La confédération est unie par la grande loi de paix, qui est considérée à la fois comme une constitution et la base de la société haudenosaunee. La grande loi de paix est dictée à Hiawatha par le prophète Peacemaker, et c’est ensemble qu’ils forment la confédération. Les Haudenosaunee utilisent la métaphore de la maison longue pour décrire leur alliance politique, car l’idée de collaboration qu’elle inspire s’applique à leur vie sociale et culturelle, faisant de la grande loi de paix un document politique et culturel.
Les membres des nations individuelles au sein de la confédération se retrouvent à la fois dans les réserves ou hors des réserves un peu partout au Canada et aux États-Unis. La bande des Six Nations de Grand River, qui se trouve en périphérie de Brantford, en Ontario, est l’une des communautés qui rassemblent des membres de toutes les nations. En 1924, le gouvernement fédéral impose, par l’intermédiaire de la Loi sur les Indiens, qu’on restructure les Six Nations en un conseil d’élus à la structure différente : en vain, car le modèle traditionnel continue de régner sur le modèle proposé. Ainsi, le Grand Conseil des chefs Haudenosaunee demeure le gestionnaire des politiques nationales des Haudenosaunee.
Langues
Les langues parlées par les Haudenosaunee font partie de la famille des langues iroquoises, et sont linguistiquement liées aux langues des nations voisines de la région des Grands Lacs, comme les Hurons-Wendats, Pétuns et Neutres, et des peuples plus lointains, comme les Cherokees et les Tuscaroras. Il semblerait que ces langues soient également liées aux familles de langues sioux et caddo des Grandes Plaines.
Selon le recensement de 2016, on dénombre 2715 locuteurs de langues iroquoiennes, dont 2350 locuteurs du mohawk. De plus, selon l’Enquête nationale auprès des ménages de 2011, on compte 720 locuteurs du cayuga et 235 de l’oneida. Presque tous ces locuteurs se trouvent en Ontario, contre seulement une centaine au Québec. Les politiques assimilatrices (voir Relations entre les Autochtones et les Blancs et Pensionnats) ont largement nui à l’utilisation des langues iroquoises; plusieurs initiatives éducatives haudenosaunee, toutefois, cherchent à réanimer ces langues traditionnelles en danger.
Structure politique et sociale traditionnelle
Avant le contact prolongé avec les Européens, les Haudenosaunee sont des horticulteurs qui vivent à longueur d’année dans des villages fortifiés abritant des centaines de personnes. La structure sociale suit des principes matrilinéaires, c’est-à-dire qu’elle est basée sur l’ascendance maternelle.
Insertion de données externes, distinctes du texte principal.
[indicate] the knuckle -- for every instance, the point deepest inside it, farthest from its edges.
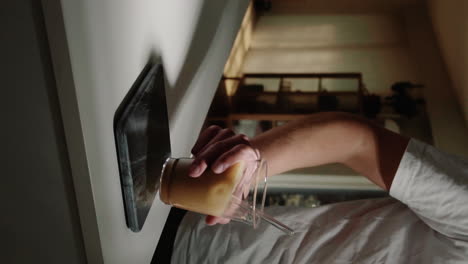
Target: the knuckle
(227, 131)
(214, 127)
(219, 144)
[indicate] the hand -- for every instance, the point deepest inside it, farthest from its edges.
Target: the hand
(219, 149)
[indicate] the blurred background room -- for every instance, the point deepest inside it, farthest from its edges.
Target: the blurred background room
(388, 61)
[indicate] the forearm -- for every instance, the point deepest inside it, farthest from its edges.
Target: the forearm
(333, 138)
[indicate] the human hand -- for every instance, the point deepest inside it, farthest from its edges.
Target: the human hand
(219, 149)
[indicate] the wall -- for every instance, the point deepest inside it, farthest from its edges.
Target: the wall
(449, 129)
(375, 45)
(107, 44)
(39, 220)
(450, 22)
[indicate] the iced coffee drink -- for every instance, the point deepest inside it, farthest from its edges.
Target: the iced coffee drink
(208, 194)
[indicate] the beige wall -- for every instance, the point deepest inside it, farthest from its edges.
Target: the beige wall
(450, 22)
(375, 45)
(448, 127)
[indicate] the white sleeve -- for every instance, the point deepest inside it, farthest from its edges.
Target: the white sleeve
(434, 185)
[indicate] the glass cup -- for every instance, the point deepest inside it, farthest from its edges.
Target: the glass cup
(237, 194)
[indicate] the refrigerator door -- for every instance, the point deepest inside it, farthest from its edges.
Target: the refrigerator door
(98, 49)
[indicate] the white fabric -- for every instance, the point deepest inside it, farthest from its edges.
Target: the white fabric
(425, 222)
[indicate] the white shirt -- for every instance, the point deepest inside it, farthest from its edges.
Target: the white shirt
(426, 221)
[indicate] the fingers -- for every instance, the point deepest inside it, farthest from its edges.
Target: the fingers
(236, 154)
(213, 150)
(221, 135)
(204, 138)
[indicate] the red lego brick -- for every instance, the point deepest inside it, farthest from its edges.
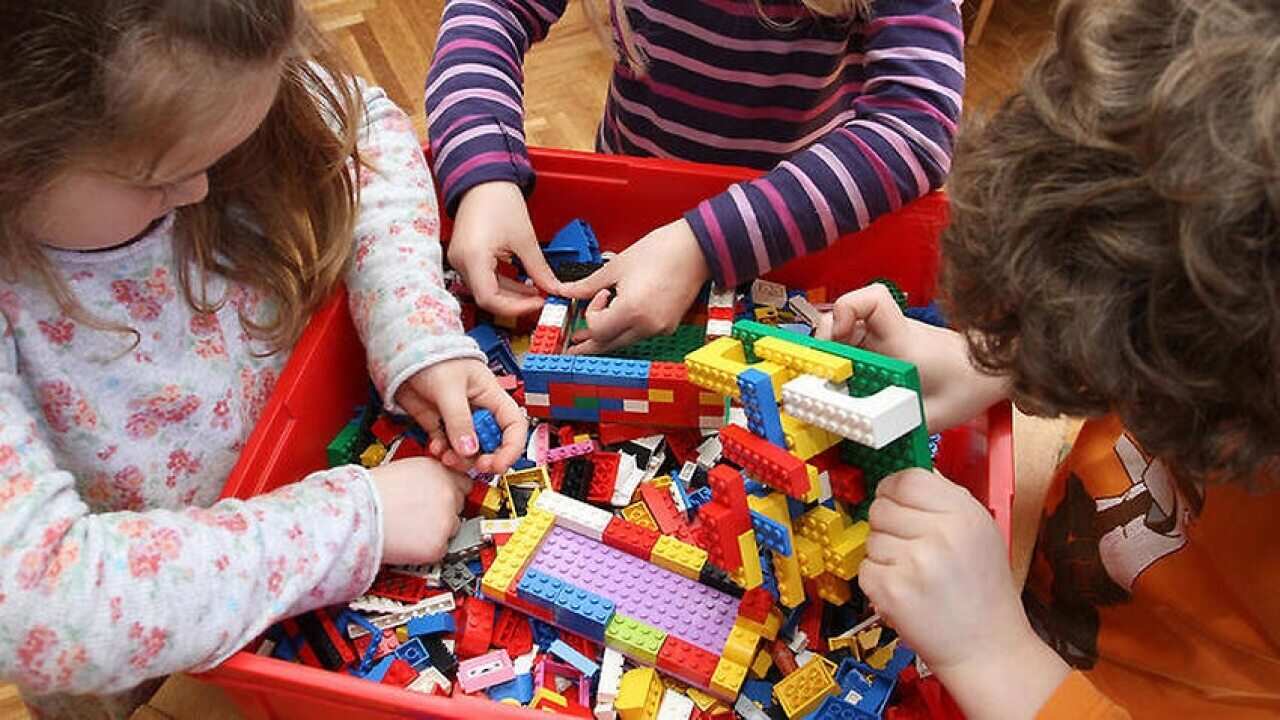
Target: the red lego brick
(400, 587)
(686, 661)
(400, 674)
(766, 461)
(662, 506)
(630, 538)
(755, 605)
(475, 627)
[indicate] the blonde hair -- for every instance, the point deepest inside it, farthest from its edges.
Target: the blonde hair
(615, 28)
(110, 81)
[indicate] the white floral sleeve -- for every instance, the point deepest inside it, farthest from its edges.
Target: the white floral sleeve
(402, 310)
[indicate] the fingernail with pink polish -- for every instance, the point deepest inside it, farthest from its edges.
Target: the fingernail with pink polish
(469, 445)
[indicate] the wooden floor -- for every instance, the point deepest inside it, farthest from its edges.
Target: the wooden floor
(391, 42)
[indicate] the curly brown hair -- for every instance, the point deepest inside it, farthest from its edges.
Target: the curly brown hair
(1115, 240)
(105, 82)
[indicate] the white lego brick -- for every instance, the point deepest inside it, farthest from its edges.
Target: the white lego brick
(718, 328)
(804, 309)
(611, 677)
(675, 706)
(635, 406)
(874, 420)
(764, 292)
(553, 315)
(574, 514)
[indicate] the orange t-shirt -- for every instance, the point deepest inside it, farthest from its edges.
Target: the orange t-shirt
(1166, 613)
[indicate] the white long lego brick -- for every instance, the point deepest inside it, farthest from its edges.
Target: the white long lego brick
(675, 706)
(635, 406)
(874, 420)
(611, 677)
(574, 514)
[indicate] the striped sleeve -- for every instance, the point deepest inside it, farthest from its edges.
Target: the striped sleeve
(895, 147)
(475, 92)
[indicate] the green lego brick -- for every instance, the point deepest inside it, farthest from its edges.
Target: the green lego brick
(664, 349)
(635, 638)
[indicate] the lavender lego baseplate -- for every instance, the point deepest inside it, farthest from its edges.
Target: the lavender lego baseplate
(681, 607)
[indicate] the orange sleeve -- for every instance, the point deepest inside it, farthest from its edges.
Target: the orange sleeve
(1077, 698)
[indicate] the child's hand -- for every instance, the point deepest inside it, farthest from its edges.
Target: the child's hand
(954, 390)
(440, 399)
(493, 224)
(937, 570)
(656, 281)
(421, 500)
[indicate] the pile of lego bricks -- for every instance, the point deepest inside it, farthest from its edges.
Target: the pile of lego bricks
(641, 565)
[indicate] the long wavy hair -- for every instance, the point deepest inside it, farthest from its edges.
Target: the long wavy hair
(1115, 235)
(122, 81)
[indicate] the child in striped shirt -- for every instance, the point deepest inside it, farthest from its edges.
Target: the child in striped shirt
(850, 105)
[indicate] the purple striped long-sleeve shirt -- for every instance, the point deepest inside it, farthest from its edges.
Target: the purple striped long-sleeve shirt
(851, 121)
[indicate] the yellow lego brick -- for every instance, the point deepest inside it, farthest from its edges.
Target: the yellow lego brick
(833, 589)
(679, 556)
(762, 664)
(846, 554)
(803, 691)
(639, 695)
(373, 455)
(808, 554)
(727, 679)
(741, 643)
(639, 514)
(716, 365)
(786, 568)
(822, 525)
(752, 574)
(804, 441)
(662, 396)
(804, 360)
(700, 698)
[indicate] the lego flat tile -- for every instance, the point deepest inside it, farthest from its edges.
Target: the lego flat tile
(638, 588)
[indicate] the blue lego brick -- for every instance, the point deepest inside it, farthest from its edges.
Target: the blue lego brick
(414, 654)
(575, 242)
(539, 588)
(544, 633)
(583, 611)
(540, 370)
(699, 497)
(771, 534)
(430, 625)
(520, 689)
(487, 429)
(759, 691)
(576, 414)
(611, 372)
(760, 406)
(580, 662)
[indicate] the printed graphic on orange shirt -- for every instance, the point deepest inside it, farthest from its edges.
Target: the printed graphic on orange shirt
(1096, 548)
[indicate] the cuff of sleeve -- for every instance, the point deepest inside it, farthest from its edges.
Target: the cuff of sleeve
(1078, 698)
(423, 355)
(503, 159)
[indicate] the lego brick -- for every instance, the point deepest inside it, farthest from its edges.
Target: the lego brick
(635, 638)
(686, 661)
(764, 461)
(574, 514)
(639, 589)
(804, 689)
(727, 678)
(679, 556)
(631, 538)
(484, 671)
(874, 420)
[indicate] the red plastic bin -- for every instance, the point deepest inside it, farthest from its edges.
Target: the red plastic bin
(622, 199)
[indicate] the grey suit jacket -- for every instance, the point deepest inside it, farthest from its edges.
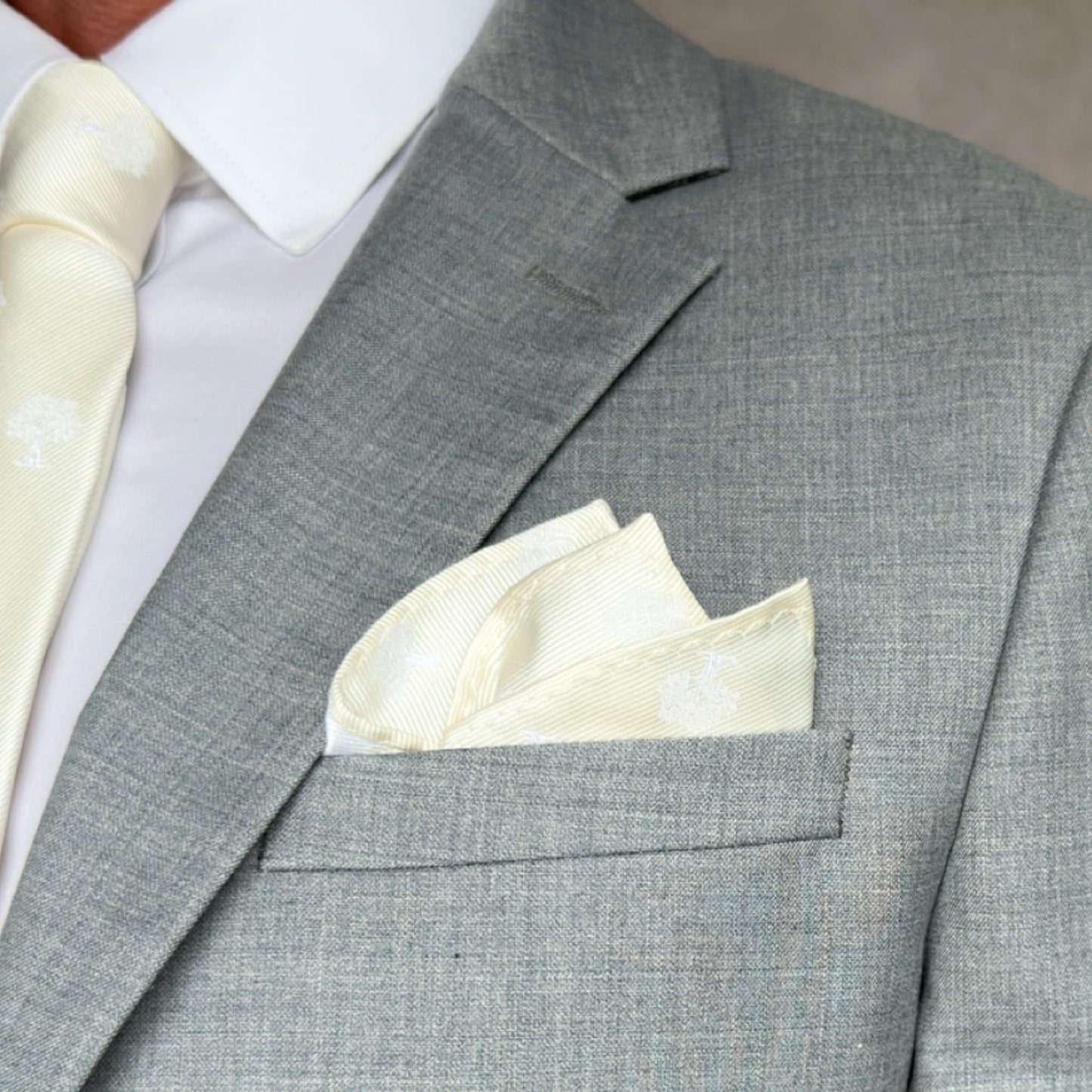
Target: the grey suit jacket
(814, 340)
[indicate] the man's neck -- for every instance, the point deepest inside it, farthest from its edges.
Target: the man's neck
(88, 27)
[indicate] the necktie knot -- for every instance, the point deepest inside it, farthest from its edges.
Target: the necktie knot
(84, 154)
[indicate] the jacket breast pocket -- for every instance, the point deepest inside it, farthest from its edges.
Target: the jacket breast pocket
(554, 800)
Les femmes vivent ensemble avec leur époux (qui appartiennent à d’autres matrilignages) dans une seule maison longue, dont un village peut en contenir jusqu’à 50. Plusieurs matrilignages forment des clans matrilinéaires, qui, au-delà de leur importance symbolique et cérémoniale, servaient à réguler les lignées. Ainsi, le mariage entre membres d’un même clan est défendu.
La plupart du temps, ces clans adoptent des noms d’animaux, comme l’ours, le loup, la tortue, la bécassine, le cerf ou l’aigle, et les membres d’un clan sont considérés comme membres d’une même famille au-delà des allégeances nationales. La ligue est gouvernée par un conseil de 50 sachems (chefs suprêmes), représentant chacun un clan et une nation, et chacune des cinq nations fondatrices de la confédération est représentée par une délégation de 8 à 14 personnes. Chaque siège au conseil est hérité du matrilignage. Les villages et les communautés individuels sont gouvernés par des conseils constitués d’autres sachems, et des clans mères représentant chacun des clans d’une nation reçoivent des responsabilités particulières, comme la supervision des actions du chef et l’élection de son successeur advenant sa mort.
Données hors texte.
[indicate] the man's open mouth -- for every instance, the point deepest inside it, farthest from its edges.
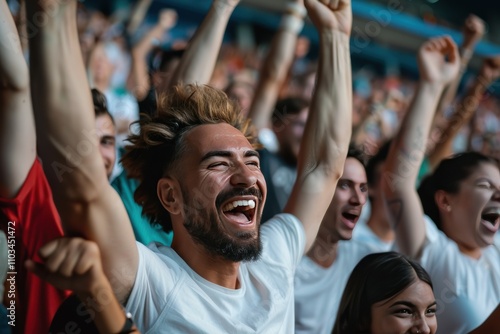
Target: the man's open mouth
(241, 211)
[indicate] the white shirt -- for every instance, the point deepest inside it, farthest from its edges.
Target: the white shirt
(467, 290)
(318, 290)
(169, 297)
(362, 233)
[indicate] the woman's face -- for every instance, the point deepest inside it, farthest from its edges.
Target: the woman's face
(473, 214)
(411, 311)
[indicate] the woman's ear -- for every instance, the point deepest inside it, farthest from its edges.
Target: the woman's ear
(442, 201)
(169, 195)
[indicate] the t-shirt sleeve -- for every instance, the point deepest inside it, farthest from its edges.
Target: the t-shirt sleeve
(284, 240)
(153, 284)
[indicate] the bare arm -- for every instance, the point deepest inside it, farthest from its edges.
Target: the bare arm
(138, 13)
(274, 72)
(87, 204)
(473, 32)
(490, 71)
(17, 128)
(326, 139)
(198, 61)
(75, 264)
(407, 151)
(139, 81)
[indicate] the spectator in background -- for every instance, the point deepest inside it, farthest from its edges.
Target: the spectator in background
(464, 201)
(229, 167)
(27, 210)
(387, 293)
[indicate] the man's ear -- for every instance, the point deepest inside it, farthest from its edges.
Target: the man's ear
(168, 191)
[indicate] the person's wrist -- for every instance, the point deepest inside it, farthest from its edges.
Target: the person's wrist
(293, 18)
(128, 326)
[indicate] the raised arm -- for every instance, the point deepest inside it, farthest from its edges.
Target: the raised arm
(139, 80)
(438, 64)
(68, 143)
(473, 32)
(75, 264)
(326, 137)
(17, 128)
(490, 71)
(276, 65)
(198, 61)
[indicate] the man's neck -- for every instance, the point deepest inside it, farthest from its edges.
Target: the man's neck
(324, 249)
(212, 268)
(379, 225)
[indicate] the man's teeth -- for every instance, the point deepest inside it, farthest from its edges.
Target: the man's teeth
(232, 205)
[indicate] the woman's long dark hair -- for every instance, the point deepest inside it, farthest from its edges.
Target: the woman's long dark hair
(375, 278)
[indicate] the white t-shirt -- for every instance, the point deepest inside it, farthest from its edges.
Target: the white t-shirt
(169, 297)
(363, 234)
(467, 290)
(318, 290)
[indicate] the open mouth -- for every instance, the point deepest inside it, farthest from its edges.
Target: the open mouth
(351, 218)
(491, 217)
(241, 211)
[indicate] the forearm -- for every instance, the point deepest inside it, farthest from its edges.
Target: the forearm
(326, 137)
(63, 107)
(13, 68)
(17, 128)
(462, 116)
(329, 126)
(408, 150)
(138, 13)
(272, 76)
(198, 61)
(109, 315)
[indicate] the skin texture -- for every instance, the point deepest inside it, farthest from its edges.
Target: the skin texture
(106, 132)
(350, 196)
(461, 212)
(411, 311)
(213, 173)
(289, 133)
(438, 64)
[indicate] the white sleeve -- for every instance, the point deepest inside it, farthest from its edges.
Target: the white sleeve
(153, 283)
(283, 240)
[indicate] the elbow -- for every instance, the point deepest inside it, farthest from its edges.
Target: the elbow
(19, 82)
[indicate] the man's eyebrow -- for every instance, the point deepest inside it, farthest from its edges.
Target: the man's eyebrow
(252, 153)
(211, 154)
(228, 154)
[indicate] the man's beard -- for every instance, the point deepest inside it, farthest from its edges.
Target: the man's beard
(205, 227)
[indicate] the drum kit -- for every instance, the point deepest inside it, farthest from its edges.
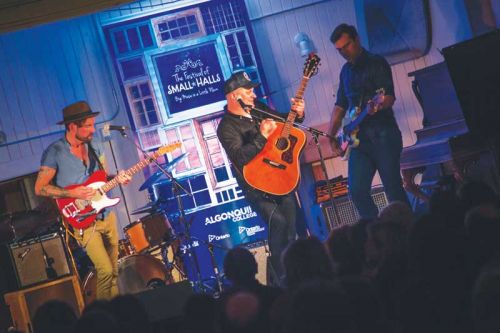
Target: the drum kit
(154, 253)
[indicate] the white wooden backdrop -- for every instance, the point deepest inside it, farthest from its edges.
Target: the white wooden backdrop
(47, 67)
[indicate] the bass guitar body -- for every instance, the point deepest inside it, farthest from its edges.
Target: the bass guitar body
(276, 169)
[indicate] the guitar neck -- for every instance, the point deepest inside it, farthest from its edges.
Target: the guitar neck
(292, 114)
(359, 118)
(131, 171)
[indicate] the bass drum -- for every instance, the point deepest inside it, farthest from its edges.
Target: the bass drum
(136, 273)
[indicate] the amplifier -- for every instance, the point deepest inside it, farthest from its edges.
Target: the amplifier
(27, 264)
(344, 212)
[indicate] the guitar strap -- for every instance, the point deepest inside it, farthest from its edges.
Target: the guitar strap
(95, 158)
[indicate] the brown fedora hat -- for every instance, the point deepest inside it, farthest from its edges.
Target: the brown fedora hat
(77, 111)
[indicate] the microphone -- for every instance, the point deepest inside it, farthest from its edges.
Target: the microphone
(24, 253)
(243, 105)
(115, 128)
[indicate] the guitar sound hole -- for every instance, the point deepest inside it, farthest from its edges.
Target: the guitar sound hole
(282, 144)
(81, 204)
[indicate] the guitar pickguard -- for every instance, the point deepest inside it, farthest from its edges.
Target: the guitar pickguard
(287, 155)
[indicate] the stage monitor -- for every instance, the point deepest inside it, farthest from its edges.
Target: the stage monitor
(474, 67)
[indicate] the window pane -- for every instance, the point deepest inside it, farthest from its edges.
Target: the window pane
(162, 26)
(182, 21)
(213, 146)
(198, 183)
(133, 39)
(149, 105)
(172, 24)
(193, 28)
(217, 159)
(202, 198)
(138, 107)
(186, 132)
(171, 135)
(132, 68)
(134, 92)
(145, 90)
(193, 157)
(153, 117)
(142, 120)
(184, 31)
(165, 35)
(175, 33)
(208, 128)
(221, 174)
(121, 41)
(147, 40)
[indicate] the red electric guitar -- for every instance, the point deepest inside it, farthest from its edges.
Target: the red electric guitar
(82, 213)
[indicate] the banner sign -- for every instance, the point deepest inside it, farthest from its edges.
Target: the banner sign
(221, 228)
(191, 78)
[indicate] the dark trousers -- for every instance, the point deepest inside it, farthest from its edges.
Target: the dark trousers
(379, 150)
(279, 213)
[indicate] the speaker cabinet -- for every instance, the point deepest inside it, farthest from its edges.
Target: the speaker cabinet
(261, 253)
(28, 262)
(344, 212)
(24, 303)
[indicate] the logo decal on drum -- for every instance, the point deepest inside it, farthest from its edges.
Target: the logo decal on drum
(251, 230)
(217, 237)
(236, 215)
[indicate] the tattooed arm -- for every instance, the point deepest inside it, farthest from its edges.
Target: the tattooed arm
(43, 187)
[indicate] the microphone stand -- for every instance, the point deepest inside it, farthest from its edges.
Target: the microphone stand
(315, 133)
(177, 187)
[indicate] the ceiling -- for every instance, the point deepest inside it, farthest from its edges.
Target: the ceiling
(23, 14)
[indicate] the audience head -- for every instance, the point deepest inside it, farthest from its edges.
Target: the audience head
(346, 247)
(306, 259)
(320, 306)
(397, 212)
(130, 314)
(54, 317)
(241, 313)
(475, 193)
(240, 266)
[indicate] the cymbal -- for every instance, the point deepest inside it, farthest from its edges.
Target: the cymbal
(158, 175)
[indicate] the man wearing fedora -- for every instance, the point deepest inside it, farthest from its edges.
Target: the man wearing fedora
(71, 160)
(243, 136)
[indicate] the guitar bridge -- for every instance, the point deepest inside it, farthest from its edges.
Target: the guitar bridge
(274, 164)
Beaucoup d’Haudenosaunee suivent toujours le système traditionnel : ils s’identifient selon leur clan et leur nation, et comptent sur les chefs, et sur les clans mères qui les élisent, pour les guider.
Résumé historique
Des preuves archéologiques permettraient de dater la présence des Haudenosaunee près de l’État actuel de New York à environ 500 à 600 avant notre ère, voire jusqu’à 4000 avant notre ère. Leur culture distincte, quant à elle, se serait développée vers l’an 1000 avant notre ère. Les estimations concernant la date de création de la Confédération Haudenosaunee varient grandement. Malgré une majorité qui pointe la moitié du XVIe siècle comme période probable, les chercheurs Barbara A. Mann et Jerry L. Fields, à force d’examiner les rapports archéologiques, historiques et sur la tradition orale et de faire des calculs actuariels et astronomiques, en sont venus à la date du 31 août 1142.
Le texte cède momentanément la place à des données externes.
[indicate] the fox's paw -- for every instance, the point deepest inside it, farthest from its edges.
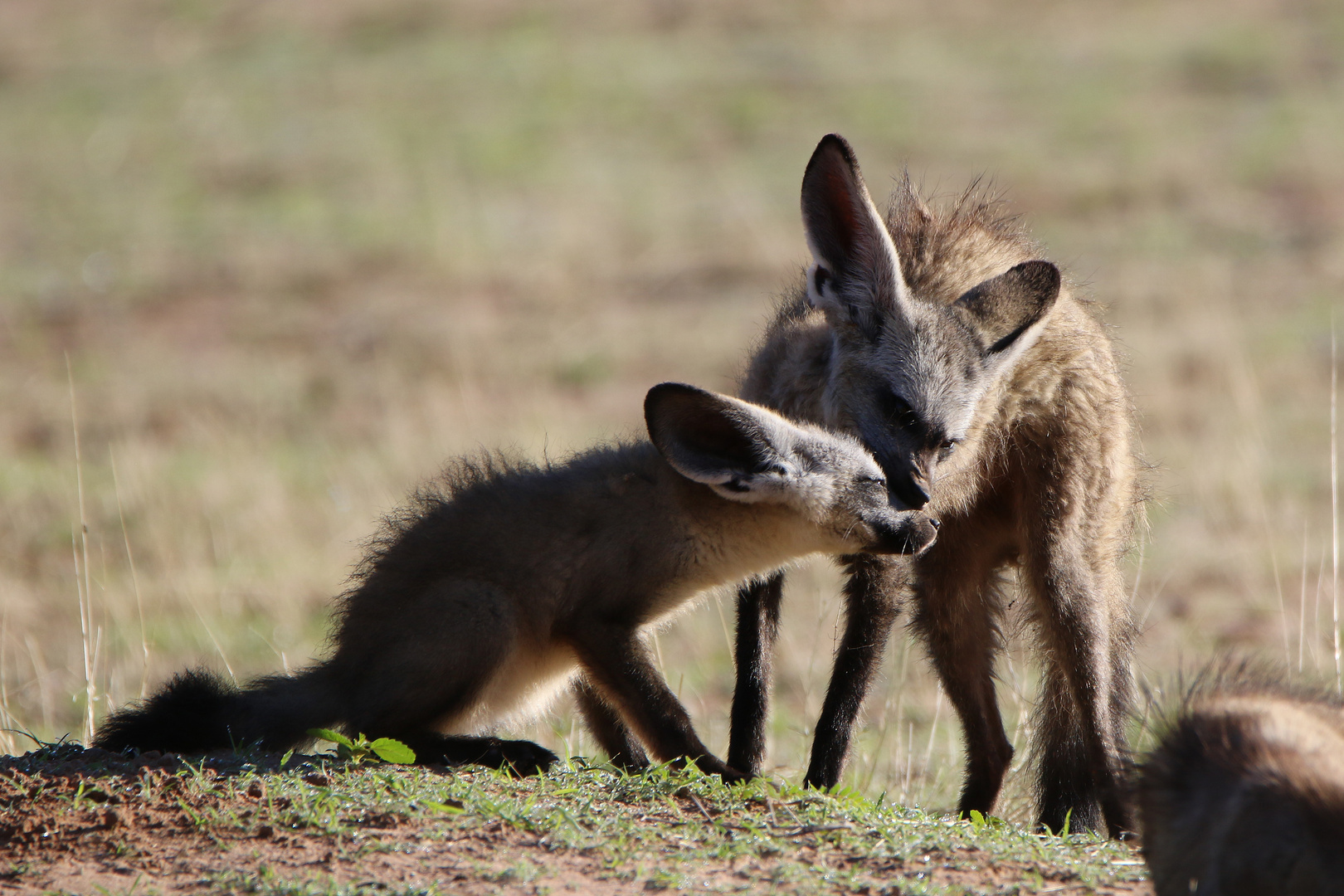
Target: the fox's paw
(715, 766)
(520, 758)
Avec l’arrivée de la traite des fourrures, au XVIe siècle, les Haudenosaunee se sont embarqués dans de fructueuses campagnes pour subjuguer ou disperser les groupes voisins. Les Hurons, alliés des Français, sont chassés de leur terre maternelle après la destruction de plusieurs de leurs villages en 1649 et à la suite de l’assimilation de nombreuses personnes au clan haudenosaunee. Dans les décennies suivantes, ces campagnes de dispersion affectent aussi les Pétuns, les Neutres et les Ériés.
Les Français maintiennent des alliances militaires et commerciales avec beaucoup des ennemis des Iroquois. Pour cette raison, les Haudenosaunee et la Nouvelle-France sont souvent en guerre (voir Guerres iroquoises). Durant les périodes de paix, toutefois, certains Haudenosaunee sont convertis au catholicisme et sont convaincus d’aller coloniser les rives du St-Laurent.
Les Haudenosaunee demeurent fermement investis dans le commerce à Albany, à New York. La rivalité entre la Nouvelle-France et les Hollandais et les Anglais à Albany écarte l’idée d’une trêve entre les Français et les Haudenosaunee. Ces derniers attaquent fréquemment les colonies françaises sur le St-Laurent et ils envoient de larges armées détruire les colonies de Long Sault en 1660 et de Lachine, au Québec, en 1689. La France riposte en 1666, en 1687, en 1693 et en 1696 en attaquant des villages haudenosaunee.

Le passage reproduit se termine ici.